Approximately $1 million of the Beatson Foundation gift will be dedicated to help launch Joslin WebCare. Beginning in second-half 2011, the service will offer Joslin patients optional online appointment scheduling and access to selected medical records. Late next year Joslin plans to take a second major step, launching a pilot study of a new generation of dynamic individualized interactive educational material tailored to help people with diabetes manage their condition.   

In another portion of the gift that was announced last month, the Beatson Foundation is providing $1 million in funding for the Joslin Pediatric, Adolescent and Young Adult Clinic’s care ambassador program. The program has been renamed the Eleanor Chesterman Beatson Childlife Care Ambassador Program in commemoration of Mr. Beatson’s mother. The program’s cornerstone is a group of specially trained pediatric case managers who act as liaisons between families and their medical team. Joslin research has shown that youngsters who received care ambassador support services enjoyed healthier outcomes than those who received standard care, including 40% fewer trips to emergency rooms and half the number of severe low blood glucose episodes.

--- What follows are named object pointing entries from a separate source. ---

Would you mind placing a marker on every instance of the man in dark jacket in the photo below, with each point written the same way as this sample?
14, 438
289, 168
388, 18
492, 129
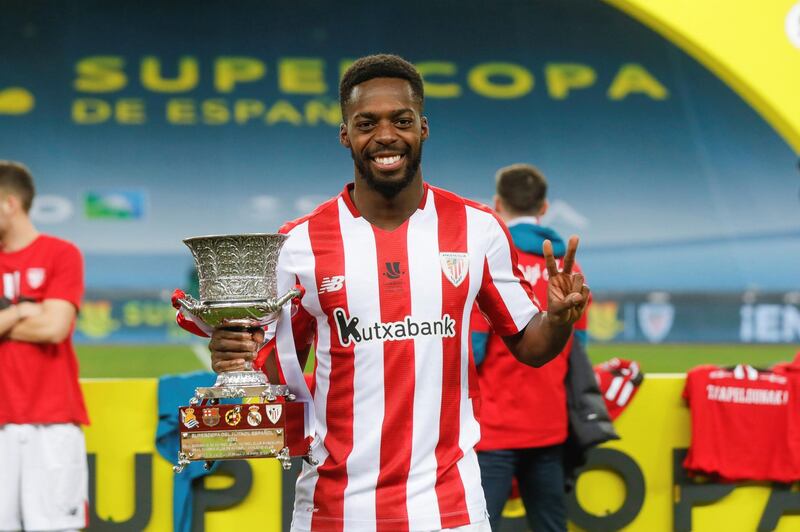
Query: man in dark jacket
523, 412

Additionally, the Beatson gift will accelerate research about ways to detect and prevent diabetic eye complications, continuing Joslin’s unsurpassed record of discoveries in understanding, preventing and treating this common problem. Moreover, the award will fund a tissue regeneration program that helps to identify biological factors that either contribute to or help prevent against damage that diabetes causes to the body’s insulin-producing cells, eyes, kidneys and cardiovascular system. 

Overall, the gift honors the memory of both parents of Thomas Beatson and the care they provided when he was diagnosed with diabetes 68 years ago. Mr. Beatson has continued to lead an active life, riding more than 100,000 miles on bicycles in his home state of Arizona. A longtime friend of Joslin and participant in the Joslin 50-Year Medalist Study, in 2008 he donated $1 million to advance several projects in research on type 1 diabetes.